What we like about it? 13 resorts have come together.
This is timely and important. Canadian tourism funding post-2010 is shrinking – the CTC’s funding has contracted by 41.5% over the last decade, and just last week Tourism Whistler asked its member businesses to start a letter writing campaign to their MP, the minister of state for small business and tourism, to lobby for better federal tourism funding. If resorts don’t work together to put BC on the radar for long-haul skiers and riders, we’re at a significant disadvantage to Colorado, Alberta, or Europe, who can boast a higher degree of geographic concentration of resorts and household-name mountain ranges with The Rockies or The Alps.
The Ski It To Believe It campaign launch prompted us to look at two other collective marketing projects for ski/snowboard destinations that built campaigns on the premise of United We Stand, Divided We Fall Off the Radar.

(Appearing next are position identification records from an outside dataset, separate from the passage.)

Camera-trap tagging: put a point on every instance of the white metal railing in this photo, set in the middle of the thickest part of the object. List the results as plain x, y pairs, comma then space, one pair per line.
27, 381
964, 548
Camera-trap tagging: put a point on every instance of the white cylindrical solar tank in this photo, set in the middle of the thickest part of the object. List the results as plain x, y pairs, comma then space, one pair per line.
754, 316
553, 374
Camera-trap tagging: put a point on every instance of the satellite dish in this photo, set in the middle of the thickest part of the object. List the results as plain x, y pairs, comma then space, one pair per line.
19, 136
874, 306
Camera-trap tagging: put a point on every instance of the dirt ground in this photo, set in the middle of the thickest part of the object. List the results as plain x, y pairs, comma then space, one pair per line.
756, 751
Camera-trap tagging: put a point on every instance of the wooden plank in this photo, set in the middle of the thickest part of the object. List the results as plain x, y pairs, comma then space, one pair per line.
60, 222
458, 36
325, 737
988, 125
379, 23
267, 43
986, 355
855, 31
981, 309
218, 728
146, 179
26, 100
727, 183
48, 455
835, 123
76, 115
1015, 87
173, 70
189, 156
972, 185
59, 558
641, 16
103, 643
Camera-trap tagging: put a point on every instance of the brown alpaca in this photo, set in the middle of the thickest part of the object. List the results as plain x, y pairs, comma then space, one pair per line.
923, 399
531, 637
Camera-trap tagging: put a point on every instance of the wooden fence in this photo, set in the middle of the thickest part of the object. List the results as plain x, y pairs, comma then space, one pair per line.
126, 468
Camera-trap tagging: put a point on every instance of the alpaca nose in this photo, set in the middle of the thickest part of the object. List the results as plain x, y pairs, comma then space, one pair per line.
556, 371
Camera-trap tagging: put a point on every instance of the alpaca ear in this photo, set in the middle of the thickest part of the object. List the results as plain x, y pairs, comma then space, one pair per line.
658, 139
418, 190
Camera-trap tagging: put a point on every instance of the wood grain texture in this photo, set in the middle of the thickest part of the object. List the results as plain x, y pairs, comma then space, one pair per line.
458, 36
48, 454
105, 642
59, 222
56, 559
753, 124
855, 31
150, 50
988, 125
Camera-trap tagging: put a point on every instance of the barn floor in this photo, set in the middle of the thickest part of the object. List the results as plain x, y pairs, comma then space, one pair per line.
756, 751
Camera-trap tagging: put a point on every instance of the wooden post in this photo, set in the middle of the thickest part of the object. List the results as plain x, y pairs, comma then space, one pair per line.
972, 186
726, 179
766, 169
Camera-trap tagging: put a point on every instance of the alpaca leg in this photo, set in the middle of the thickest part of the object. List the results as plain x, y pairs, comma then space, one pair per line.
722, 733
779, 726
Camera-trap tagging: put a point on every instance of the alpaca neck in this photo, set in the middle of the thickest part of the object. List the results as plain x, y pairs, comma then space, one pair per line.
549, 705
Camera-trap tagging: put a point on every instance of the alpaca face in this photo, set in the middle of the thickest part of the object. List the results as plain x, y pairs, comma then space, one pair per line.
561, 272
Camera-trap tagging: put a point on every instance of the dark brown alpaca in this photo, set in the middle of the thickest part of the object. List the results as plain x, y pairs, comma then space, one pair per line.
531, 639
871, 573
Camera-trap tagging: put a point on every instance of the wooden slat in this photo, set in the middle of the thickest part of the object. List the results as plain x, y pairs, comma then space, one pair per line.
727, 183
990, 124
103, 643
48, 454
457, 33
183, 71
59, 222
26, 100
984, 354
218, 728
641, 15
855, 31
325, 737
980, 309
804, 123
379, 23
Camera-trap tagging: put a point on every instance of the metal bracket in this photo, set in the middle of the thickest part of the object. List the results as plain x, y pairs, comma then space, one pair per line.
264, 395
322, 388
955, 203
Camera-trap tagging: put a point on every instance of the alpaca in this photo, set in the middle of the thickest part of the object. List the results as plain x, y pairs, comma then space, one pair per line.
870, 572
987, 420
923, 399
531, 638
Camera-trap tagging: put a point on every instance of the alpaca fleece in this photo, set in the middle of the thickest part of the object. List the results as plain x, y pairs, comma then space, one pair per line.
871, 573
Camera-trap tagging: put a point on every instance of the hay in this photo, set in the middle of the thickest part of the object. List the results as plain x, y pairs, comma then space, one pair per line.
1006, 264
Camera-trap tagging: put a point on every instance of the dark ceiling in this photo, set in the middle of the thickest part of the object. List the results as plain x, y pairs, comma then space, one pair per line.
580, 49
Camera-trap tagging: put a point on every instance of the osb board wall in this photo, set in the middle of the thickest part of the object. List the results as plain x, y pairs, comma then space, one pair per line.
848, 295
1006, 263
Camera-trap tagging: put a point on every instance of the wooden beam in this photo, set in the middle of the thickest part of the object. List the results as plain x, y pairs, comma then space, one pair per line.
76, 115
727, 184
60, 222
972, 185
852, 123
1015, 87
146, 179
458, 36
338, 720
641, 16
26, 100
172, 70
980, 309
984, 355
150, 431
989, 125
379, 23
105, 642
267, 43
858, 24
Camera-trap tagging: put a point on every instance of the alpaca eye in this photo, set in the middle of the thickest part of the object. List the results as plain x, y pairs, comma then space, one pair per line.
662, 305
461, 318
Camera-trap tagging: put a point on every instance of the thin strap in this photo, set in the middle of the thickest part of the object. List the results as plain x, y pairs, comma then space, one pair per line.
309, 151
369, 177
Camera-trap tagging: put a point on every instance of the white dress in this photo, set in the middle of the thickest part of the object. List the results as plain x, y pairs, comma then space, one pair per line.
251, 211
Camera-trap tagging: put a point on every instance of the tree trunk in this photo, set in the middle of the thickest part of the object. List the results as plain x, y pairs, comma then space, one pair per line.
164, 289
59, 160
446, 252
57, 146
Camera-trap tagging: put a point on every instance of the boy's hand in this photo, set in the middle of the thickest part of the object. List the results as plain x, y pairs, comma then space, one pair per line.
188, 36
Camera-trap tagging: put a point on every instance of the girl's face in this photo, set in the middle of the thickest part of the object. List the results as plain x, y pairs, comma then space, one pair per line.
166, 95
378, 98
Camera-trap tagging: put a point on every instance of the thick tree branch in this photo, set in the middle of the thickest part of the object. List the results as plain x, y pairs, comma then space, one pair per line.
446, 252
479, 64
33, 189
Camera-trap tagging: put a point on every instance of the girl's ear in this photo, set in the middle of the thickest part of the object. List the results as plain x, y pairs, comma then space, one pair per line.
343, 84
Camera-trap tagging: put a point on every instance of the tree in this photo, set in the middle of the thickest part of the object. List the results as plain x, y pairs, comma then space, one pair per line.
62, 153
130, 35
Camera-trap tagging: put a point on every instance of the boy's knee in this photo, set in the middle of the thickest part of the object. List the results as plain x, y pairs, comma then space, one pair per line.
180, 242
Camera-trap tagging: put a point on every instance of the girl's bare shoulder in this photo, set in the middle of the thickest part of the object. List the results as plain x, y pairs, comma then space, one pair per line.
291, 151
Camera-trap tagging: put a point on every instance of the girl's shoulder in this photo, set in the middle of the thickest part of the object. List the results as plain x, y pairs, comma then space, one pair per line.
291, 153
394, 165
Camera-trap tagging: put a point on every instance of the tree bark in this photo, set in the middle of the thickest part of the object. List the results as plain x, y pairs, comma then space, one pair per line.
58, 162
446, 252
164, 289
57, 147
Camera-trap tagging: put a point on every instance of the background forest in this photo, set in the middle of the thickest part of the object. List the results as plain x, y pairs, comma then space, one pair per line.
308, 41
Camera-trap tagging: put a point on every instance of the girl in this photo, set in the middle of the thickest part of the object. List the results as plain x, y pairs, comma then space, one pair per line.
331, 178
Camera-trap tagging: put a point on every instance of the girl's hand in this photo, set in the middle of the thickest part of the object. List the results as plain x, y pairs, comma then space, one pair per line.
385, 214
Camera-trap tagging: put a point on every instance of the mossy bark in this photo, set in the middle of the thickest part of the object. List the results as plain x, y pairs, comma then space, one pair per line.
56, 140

Because, while we’re stoked to see BC’s collection of kick-ass resorts join forces to let people know this province deserves as much serious consideration for their dream Snow vacation as Colorado, Hokkaido or France’s Trois Vallées, we don’t get much sense of British Columbia, the Winter version, from this campaign, beyond “13 resorts = mucho variety = something for everyone.”
Great collective marketing is more than a showcase of the sum of the parts. It creates some kind of synergy out of the collaboration – a synergy that has the power to really engage one of the most passionate demographics out there.
Just as the Kootenay Rockies Tourism did 5 years ago when they launched the Powder Highway campaign.
The concept promoted the Powder Highway, the Koots’ cluster of regional resorts and lodges as the highest concentration of champagne powder ski destinations in the world, leveraging the power of social media. It launched a campaign with a Quest to Find the Ultimate Ski Bum, who would get to live and ski in the Rockies for free for 3 months, enjoying 8 luxury resorts and 15 days of heli and cat skiing.
Over 4 weeks 4,700 people joined the [newly created facebook] fan page, posting pictures, comments, and stories. The competition was fierce; one guy even tattooed the phrase Ski Bum on his ass and sent in the picture. The campaign saw over 11,000 “Stories Talking About,” shared to an audience of 2.1 Million, with nearly 5,000 passionate Skiers and Snowboarders posting their original content to the Powder Highway fan page. Joel Marc, Digital Producer
Question: can Ski It To Believe It possibly be that sticky for British Columbia? Ask yourself this: Would you tattoo it on your backside?
A more recent collaborative marketing campaign was launched in the new “Mountain Collective Pass” – a response to Vail’s Epic Pass which has been dominating in the Colorado and California market and boosting Vail Resorts’ bottom line.
What the Mountain Collective does right with their branding piece is allow each resort its distinctive look and feel, but to clearly present the benefit of the bundle – amalgamating the resorts’ collective assets into one booty-haul of 16,005 acres, 104 lifts, 8 mountains and 4 states. For the skier, the benefit of collaboration is made clear. You get a whole lot more for a whole lot less. Variety is the spice of life, and the Mountain Collective makes it easy for you to have it.
But honestly, so are destination skiers and riders. That’s why they’re willing to forfeit pina coladas and endure airport security screenings and long-haul travel in order to make winter pilgrimmages to snow-cloaked destinations.
British Columbia is a unique place in the world and it has amazing resorts with fanatical devotees. We’d love to see a Tourism BC ski resort marketing do a better job conveying that.